Grüß Gott, liebe Christenmenschen,
Menschen und Mäuse
sind einander doch ähnlicher, als es auf den ersten Blick scheinen
mag. Da ist z.B. die seltsame Furcht der Christenmenschen vor
Pastoren im schwarzen Taler. Solange der Pastor in Normalkleidung
daherkommt, haben die Christenmenschen eine geringe Fluchtdistanz und
gehen sogar ihrerseits ohne Anzeichen von Angst auf ihn zu, ja
schütteln ihm sogar die Hand!

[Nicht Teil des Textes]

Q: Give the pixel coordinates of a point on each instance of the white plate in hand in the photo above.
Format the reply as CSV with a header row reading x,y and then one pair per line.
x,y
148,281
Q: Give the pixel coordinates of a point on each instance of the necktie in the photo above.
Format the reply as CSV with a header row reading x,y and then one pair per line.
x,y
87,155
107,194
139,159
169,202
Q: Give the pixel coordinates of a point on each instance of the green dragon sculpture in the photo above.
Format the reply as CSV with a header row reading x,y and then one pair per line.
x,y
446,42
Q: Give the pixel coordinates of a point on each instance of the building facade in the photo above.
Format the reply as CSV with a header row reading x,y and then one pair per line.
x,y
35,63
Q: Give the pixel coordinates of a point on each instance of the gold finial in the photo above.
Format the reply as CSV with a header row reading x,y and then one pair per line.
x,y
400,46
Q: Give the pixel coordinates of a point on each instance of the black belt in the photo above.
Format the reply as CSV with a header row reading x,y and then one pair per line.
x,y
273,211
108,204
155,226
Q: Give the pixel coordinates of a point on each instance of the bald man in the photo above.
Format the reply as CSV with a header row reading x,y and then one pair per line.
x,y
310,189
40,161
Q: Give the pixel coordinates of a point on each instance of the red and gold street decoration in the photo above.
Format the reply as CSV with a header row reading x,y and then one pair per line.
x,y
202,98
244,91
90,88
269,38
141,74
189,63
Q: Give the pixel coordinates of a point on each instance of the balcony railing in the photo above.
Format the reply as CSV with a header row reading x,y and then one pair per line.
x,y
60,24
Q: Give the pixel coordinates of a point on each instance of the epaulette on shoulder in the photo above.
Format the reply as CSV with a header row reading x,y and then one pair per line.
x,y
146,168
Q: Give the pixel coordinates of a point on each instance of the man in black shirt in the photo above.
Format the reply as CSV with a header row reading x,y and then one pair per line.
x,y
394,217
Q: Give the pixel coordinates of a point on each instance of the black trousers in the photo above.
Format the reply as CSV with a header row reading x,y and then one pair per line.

Aber wenn derselbe Mann in bodenlangem
Schwarz und weißem Beffchen aus der Sakristei an den Altar tritt,
treten die allermeisten Christenmenschen augenblicklich den Rückzug
in die hinteren Regionen der Kirche an.
Genauer gesagt, sie bringen sich gleich nach Ankunft in Sicherheit und suchen sich einen Platz unter der Empore. Der Pastor braucht dann scharfe Augen und eine kräftige Stimme, um ein Dutzend leere Bänke zu überbrücken. Gelegentlich fängt er dann an zu schmeicheln, die Christenmenschen mögen doch näher an ihn herankommen. Das wäre doch eine viel schönere Gemeinschaft usw. Aber die Christenmenschen schenken der Stimme des Verführers kein Gehör. Das erinnert mich doch sehr an die lehrreiche Geschichte von dem Wolf und den sieben Geißlein. Allerdings achten die Christenmenschen darauf, daß der Pastor nicht ganz alleine da vorne stehen muß. Deshalb setzen sie ihm meistens ein halbes Dutzend Konfirmanden in die erste Reihe. Oder soll ich besser sagen, sie werfen ihm ein paar minderjährige Knaben und Mädchen zum Fraß vor, damit die anderen um so sicherer in Deckung bleiben können.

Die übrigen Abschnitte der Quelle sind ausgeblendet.